Respuesta a Bernat Dedéu

Nos educamos a través de guerras que vienen de muy lejos y que nos llegan llenas de dolor y de fantasmas, pero nosotros buscamos una manera propia, luminosa, de combatir en ellas. Escribimos porque un día descubrimos, más o menos horrorizados, que el placer de sentirse incluido no valía el precio de creerse las mentiras que nos cuentan, ni siquiera las personas que queremos o nos quieren.

Si hubiéramos nacido en París o Londres, quizás no escribiríamos, quizás habríamos dejado que el mundo se hiciera cargo de los jardines que hemos heredado e incluso de las flores que hemos plantado nosotros mismos. Quizás haríamos una vida puramente convencional y estaríamos encantados de servir de carne de cañón en guerras que, en el fondo, no tendríamos interés de entender ni de ganar. A menudo pienso en ello y no sé si es fantasía mía.

Escribimos porque intuimos que la vida y la muerte beben exactamente de la misma fuente, y porque hemos visto hasta qué punto la elección más pequeña tiene un potencial trágico. Sabemos que un hombre siempre tiene que tener a mano un recurso alternativo si quiere poder seguir adelante sin pudrirse en la abyección. No es que no sepamos descansar, es que si paráramos ahora nos caería encima todo aquello que hemos aprendido para intentar proteger los paraísos en los cuales germinan lentamente las cosas que encontramos bonitas. 

Escribir es una batalla contra uno mismo, pero no es una batalla destructiva si no te dejas presionar y confías en aquello que tienes de irreducible. Escribir ordena y regenera el pensamiento, te ayuda a entrar en contacto con el latido del mundo, es como estas trombas de agua que purifican los paisajes y los dejan reposar en un silencio hipnótico, refrescante y misterioso. A veces me encuentro gente que se rindió y pienso, escribe, escribe, no dejes de escribir o te va a caer el moco como a ellos. 

En este país donde nada se puede dar por sentado ni nada bueno se aguanta por la inercia de la historia, escribir es una suerte más que una maldición. Huimos de la página en blanco por miedo a fracasar, pero volvemos a ella cuando recordamos que estar demasiado seguros de lo que nos conviene es justo la trampa de la cual nos escapamos en primera instancia. Escribimos para aprender a bajar la guardia, para relativizar el muro de pensamientos que nos protege y que, a veces, con razón, da risa a los otros. 
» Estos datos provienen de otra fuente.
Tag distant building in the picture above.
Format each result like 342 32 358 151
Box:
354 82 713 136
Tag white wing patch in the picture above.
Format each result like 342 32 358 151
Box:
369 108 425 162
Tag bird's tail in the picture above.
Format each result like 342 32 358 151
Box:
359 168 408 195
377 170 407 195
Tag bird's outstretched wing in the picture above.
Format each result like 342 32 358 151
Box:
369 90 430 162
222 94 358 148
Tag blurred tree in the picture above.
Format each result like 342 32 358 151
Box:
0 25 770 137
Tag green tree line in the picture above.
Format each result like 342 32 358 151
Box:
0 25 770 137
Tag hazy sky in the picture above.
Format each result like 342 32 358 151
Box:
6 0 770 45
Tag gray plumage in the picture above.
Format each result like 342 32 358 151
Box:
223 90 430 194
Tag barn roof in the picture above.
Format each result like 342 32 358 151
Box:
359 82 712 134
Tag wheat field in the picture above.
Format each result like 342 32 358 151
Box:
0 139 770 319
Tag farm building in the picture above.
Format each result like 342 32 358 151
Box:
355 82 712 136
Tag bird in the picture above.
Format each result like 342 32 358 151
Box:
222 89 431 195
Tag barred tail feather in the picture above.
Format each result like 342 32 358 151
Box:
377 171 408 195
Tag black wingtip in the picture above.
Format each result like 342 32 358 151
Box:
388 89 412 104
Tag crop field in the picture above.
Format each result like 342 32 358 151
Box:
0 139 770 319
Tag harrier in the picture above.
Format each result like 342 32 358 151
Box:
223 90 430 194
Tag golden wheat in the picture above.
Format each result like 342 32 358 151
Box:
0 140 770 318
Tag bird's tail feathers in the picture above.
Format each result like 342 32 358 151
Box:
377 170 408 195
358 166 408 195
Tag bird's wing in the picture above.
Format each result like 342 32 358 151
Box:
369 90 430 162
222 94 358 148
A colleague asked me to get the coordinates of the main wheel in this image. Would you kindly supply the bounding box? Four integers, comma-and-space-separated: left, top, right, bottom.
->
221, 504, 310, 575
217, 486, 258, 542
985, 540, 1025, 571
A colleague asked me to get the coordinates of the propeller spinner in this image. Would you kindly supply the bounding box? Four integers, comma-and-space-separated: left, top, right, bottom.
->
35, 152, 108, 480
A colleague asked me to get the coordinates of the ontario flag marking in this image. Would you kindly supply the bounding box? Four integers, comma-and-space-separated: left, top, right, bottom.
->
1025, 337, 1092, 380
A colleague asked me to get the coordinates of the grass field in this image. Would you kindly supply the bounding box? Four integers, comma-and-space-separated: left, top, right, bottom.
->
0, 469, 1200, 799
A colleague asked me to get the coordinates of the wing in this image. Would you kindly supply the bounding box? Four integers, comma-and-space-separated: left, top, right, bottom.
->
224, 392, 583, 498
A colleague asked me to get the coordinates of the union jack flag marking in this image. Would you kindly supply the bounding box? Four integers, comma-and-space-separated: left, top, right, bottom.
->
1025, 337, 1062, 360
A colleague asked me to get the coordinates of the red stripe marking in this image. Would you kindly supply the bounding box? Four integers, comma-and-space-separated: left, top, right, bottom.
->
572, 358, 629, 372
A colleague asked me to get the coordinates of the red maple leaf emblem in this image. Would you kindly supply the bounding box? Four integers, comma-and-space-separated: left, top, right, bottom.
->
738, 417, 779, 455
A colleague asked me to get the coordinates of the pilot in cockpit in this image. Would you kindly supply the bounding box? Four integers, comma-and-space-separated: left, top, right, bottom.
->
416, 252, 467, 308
Desde tu torre, tú ves el mundo tan crudo e inabarcable que te crees absurdamente que tienes que intoxicarte para poderlo aguantar. Yo tengo un sentido de la justicia tan salvaje, y quiero mis cosas desde tan adentro, que si no me clavara a escribir en la silla, me podría convertir en un auténtico criminal. Mira si tenemos que estar agradecidos de haber topado con la diabólica manía de escribir, y si tendría algún sentido ponerse a descansar.

Si miro hacia atrás no me parece que, escribiendo, haya perdido ni un solo minuto. Escribir saca lo mejor de mí y, a veces, lo mejor de los que me rodean. Te lo digo ahora que me siento huérfano y que el luto me agudiza tanto el instinto y el sentido de la supervivencia que no me imagino cómo podría autoengañarme o ponerme jugar con la verdad.